Orcombe Point and the seafront were pretty awful this morning though a nice flock of 11 yellow wagtails was feeding with the cattle on Orcombe, and 3 tree pipits went over the top fields. Otherwise just 1 wheatear, 15+ swallow and a willow warbler made the notebook. The afternoon was spent up on Haldon as the kids bombed around on their bikes and the only birding done was five minutes stood next to the excellent feeders up there, watching siskins and coal tits at close range. The drive home was notable for a hobby zooming over the car as we sped across the M5 road bridge. No sooner had we arrived home and got the bikes off the car when the phone went. Dave Stone and Keith Birchall were watching a probable temminck's stint on Bowling Green. Luckily, with Lu deciding she probably wouldn't go to Zumba, I was able to get there straight away. I haven't seen a temminck's stint for quite a while and they're always special birds.

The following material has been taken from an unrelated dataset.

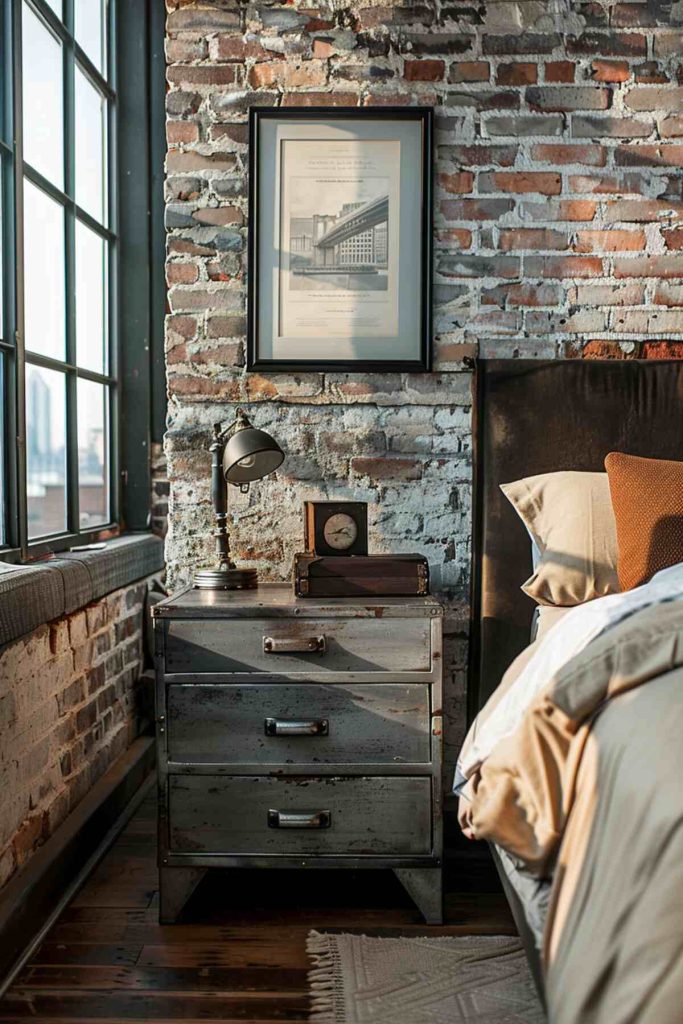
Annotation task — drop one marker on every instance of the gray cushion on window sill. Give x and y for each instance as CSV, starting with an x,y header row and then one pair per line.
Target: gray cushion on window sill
x,y
31,595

On arrival the bird was out of sight but it wasn't too long before it came creeping into view in typical sluggish fashion. The views were awful, due to the bird's distance, but even at range its low-slung carriage and dull grey-brown plumage ticked the 'temminck's boxes' as opposed to a rarer American 'peep'. Through Keith's 70x zoom you could see a row of darker scapular or mantle feathers and the legs looked yellowish. It always looked long-winged and the neat pectoral band gave it the oft-quoted 'mini common sandpiper' look. It was very often hidden by lumps of mud and when it turned and faced away it was pretty indistinguishable from its surroundings. In all the time I was there it was feeding in one very small area and was always distant - annoying! Nice one Keith - a great find and Bowling Green tick for him to boot!
Siskins (presumed juv male and adult male) on the Haldon feeders.
Mother of Pearl - a really big and rather smart 'micro'. It has a beautiful pinky sheen to its wings but no matter what I did the camera couldn't capture it.